Examples with Haskell-src-exts package


I'm working with Haskell and I want to build a typechecker for this language. To do this I need a way to parse it and I know that Haskell-src-exts suits the job well. However I don't have the slightest idea of how this package works; I've tried to find some examples/ tutorials on the internet without any result. Can anyone help me? Does anyone know some tutorial, or maybe can reference me a book which contains examples abouth this package? I'm also open to try another package, if it is well described and it comes with a load of examples.


Solution

  • A convenient entry point is parseFile.
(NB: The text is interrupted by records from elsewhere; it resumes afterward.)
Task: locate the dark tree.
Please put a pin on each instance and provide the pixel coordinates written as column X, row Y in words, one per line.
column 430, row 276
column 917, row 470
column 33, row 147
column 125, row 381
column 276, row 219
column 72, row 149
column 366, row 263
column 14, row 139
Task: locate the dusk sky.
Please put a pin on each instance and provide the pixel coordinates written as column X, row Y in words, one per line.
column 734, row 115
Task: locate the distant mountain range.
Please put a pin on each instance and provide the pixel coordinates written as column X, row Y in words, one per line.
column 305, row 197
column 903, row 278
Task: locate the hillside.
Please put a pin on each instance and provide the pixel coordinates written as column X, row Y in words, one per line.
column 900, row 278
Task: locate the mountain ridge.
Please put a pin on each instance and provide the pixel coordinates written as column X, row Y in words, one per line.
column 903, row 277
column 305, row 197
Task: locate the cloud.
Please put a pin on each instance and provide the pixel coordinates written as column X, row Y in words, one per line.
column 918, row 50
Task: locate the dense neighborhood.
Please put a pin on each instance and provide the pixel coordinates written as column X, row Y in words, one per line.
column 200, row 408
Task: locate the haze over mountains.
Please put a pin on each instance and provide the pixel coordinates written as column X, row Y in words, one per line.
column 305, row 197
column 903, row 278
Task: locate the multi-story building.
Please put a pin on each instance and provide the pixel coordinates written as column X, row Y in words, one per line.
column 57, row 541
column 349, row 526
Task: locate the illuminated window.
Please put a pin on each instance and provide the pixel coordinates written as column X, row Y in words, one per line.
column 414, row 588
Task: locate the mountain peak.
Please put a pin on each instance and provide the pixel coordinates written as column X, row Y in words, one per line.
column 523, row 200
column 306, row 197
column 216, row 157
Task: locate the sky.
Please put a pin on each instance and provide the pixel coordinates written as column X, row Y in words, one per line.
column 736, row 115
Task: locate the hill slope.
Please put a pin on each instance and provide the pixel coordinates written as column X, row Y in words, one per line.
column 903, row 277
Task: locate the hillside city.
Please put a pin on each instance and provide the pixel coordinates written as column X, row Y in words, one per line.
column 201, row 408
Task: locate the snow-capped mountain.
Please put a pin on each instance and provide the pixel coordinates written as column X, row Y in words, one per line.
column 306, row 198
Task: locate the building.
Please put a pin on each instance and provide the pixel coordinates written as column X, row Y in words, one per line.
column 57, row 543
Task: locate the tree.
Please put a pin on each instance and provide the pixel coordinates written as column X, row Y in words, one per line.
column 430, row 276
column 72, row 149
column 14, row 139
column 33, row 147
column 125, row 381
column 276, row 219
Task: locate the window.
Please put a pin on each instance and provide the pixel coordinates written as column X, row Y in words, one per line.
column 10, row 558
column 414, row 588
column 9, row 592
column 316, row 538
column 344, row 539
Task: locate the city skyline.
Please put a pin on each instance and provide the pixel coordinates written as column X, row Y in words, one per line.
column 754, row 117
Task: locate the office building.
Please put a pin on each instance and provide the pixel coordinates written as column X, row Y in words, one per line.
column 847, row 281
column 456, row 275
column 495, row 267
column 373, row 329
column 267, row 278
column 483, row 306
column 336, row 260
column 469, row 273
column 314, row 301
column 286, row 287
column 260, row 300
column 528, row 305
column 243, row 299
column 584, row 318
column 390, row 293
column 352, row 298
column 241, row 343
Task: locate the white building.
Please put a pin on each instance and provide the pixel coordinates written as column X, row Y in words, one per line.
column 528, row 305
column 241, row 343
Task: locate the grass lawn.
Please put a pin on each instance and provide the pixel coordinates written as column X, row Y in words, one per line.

If the following program is used to parse itself:

    module HelloParser where
    
    import Language.Haskell.Exts
    
    main = print =<< parseFile "HelloParser.hs"
    

    then it produces the parsed output (stripped of SrcSpanInfo values and reformatted):

    ParseOk
      (Module (Just (ModuleHead (ModuleName "HelloParser") Nothing Nothing)) []
        [ ImportDecl { importModule = ModuleName "Language.Haskell.Exts"
                     , importQualified = False
                     , importSrc = False
                     , importSafe = False
                     , importPkg = Nothing
                     , importAs = Nothing
                     , importSpecs = Nothing} ]
        [ PatBind
          (PVar (Ident "main"))
          (UnGuardedRhs (InfixApp
                          (Var (UnQual (Ident "print")))
                          (QVarOp (UnQual (Symbol "=<<")))
                          (App
                            (Var (UnQual (Ident "parseFile")))
                            (Lit (String "HelloParser.hs" "HelloParser.hs")))))
          Nothing ])
    

    which seems relatively readable.

    To complete the task of type checking Haskell, I don't think there's any way to avoid individual consideration of the hundreds of parse tree data types and constructors in Language.Haskell.Exts.Syntax and the other package modules, so I'm not sure how much further a more in-depth tutorial can get you.